Mau dikemanakan arah negara ini,
para remajanya, penerus-penerus bangsanya hancur, bobrok. Namun orang-orang
hanya sibuk memadati kota dengan mobil-mobil mewahnya, berlomba-lomba menjadi
kaya dengan menghalalkan segala cara. Bandit-bandit berdasi itu pun seperti vampire
yang menghisap darah para rakyat jelata yang tidak bersuara, namun peka
penderitaan. Negara ini aneh, para koruptor dengan santainya berada di hadapan para jaksa, bahkan mereka sempat
berlibur keluar negeri.

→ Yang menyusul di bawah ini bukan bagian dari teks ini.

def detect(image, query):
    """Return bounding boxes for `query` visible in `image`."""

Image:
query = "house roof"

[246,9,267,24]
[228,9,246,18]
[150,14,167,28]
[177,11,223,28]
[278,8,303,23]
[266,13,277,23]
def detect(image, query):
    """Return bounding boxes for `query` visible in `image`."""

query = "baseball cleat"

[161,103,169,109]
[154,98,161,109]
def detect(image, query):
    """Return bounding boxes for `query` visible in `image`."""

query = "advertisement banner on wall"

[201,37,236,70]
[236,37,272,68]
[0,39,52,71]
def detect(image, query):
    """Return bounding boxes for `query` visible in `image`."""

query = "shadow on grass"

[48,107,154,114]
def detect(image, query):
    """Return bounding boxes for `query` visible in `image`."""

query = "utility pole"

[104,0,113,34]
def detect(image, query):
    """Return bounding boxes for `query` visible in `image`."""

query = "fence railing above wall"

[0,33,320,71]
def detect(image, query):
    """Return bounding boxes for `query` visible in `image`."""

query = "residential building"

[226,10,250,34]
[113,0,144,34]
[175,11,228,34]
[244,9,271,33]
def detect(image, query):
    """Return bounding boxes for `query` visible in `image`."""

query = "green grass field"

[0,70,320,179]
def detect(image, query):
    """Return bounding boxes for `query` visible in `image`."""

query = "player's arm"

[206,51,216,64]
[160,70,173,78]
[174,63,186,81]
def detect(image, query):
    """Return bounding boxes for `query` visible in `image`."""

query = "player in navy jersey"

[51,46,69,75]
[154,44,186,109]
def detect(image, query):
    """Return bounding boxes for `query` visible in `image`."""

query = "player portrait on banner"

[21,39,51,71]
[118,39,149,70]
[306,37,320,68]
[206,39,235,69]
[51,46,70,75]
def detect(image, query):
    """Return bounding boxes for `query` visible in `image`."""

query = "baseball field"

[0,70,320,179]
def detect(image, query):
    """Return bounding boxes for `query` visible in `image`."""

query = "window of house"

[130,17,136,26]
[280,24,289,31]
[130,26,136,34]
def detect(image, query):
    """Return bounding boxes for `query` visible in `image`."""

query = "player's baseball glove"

Sedangkan rakyat biasa, mendekam bisu di penjara,
meskipun mereka hanya mencuri sandal jepit biasa.
Terkadang
aku ingin pindah saja dari kos-kosan ini. Setiap harinya aku hanya mendengarkan
keributan di kamar
sebelah, suami istri yang bertengkar, bahkan desahan nafas orang yang sedang
berzinah terdengar jelas dari kamarku. Kamar ini kurasa seperti neraka. Tapi,
apa dayaku, toh di kos ini aku tinggal gratis, karena yang punya kos-kosan
kebetulan kepunyaan Ujing ku yang sudah lama merantau di kota ini. Itu pun
dengan perjanjian, sehabis pulang kuliah, aku harus menjadi babu mencuci
seluruh piring kotor anak-anak kos dan mencuci baju Ujing setiap harinya.
Semua
itu kukerjakan dengan penuh semangat, karena setiap kali aku putus asa, aku
teringat perkataan emakku yang sudah renta.
“Rustam, jangan pulang ke kampung ini sebelum
kau wisuda.” Ucapan itulah yang selalu terngiang-ngiang ditelingaku yang
membuat aku menjadi semangat kembali.
Dulu,
sewaktu ayah masih ada kami
hidup serba berkecukupan, itu semua karena ayah mewarisi harta dari mendiang
kakekku, dan
juga ayah seorang pekerja keras. Namun, setelah ayah meninggalkan kami untuk
selama-lamanya, emak, aku dan Ratna harus banting tulang untuk memenuhi
kebutuhan kami. Seluruh harta warisan ayah diambil oleh pihak keluarganya,
mereka menguasainya, kata mereka dulu ayah punya hutang sampai ratusan juta kepada mereka. Alhasil, karena kami semua
masih kecil dan tidak tahu apa-apa, maka tidak ada perlawanan dari kami. Begitu
juga dengan emak, seorang ibu yang lembut hatinya, tidak banyak bicara dan
sering kali mengalah.
“Emak
tidak mau ribut-ribut, biarkan sajalah kalau mereka berkata demikian, Allah kan
Maha Melihat dan Maha Mendengar.” Hanya itulah kata pamungkas emak setiap kali
tetangga datang untuk menasehati emak agar memperjuangkan harta kami kembali ke
pengadilan.
Emak dan
Ratna harus berjualan ikan setiap hari, sedangkan aku menjadi kuli sehabis
pulang dari sekolah. Itu semua aku lakukan agar aku bisa kuliah dan memperbaiki
ekonomi keluarga kami, sedikit demi sedikit aku menyisakan penghasilanku untuk
biaya kuliah setelah aku tamat dari SMA. Aku sudah muak melihat emak
sakit-sakitan, berjualan setiap hari mengais kehidupan dan juga untuk
kelangsungan pendidikan adikku satu-satunya yang harus tertunda kuliah hanya
untuk mengurus emak di kampung karena sudah tua. Dia mau mengorbankan
pendidikannya untuk mengurusi emak. Semua itu tidak mungkin kuabaikan untuk berleha-leha
di kota ini. Aku
akan segera menyelesaikan kuliahku
dengan baik dan akan kutunjukkan kepada orang-orang di kampung, bahwa aku bisa
meski tanpa harta rebutan itu.
***
“Mahasiswa
terbaik pada tahun ini adalah Rustam Efendi.” Gedung itu riuh dengan tepukan
tangan para wisudawan dan keluarga yang hadir. Aku meneteskan air mata
sejadi-jadinya, membayangkan perjuanganku menyelesaikan Sarjana Komputerku.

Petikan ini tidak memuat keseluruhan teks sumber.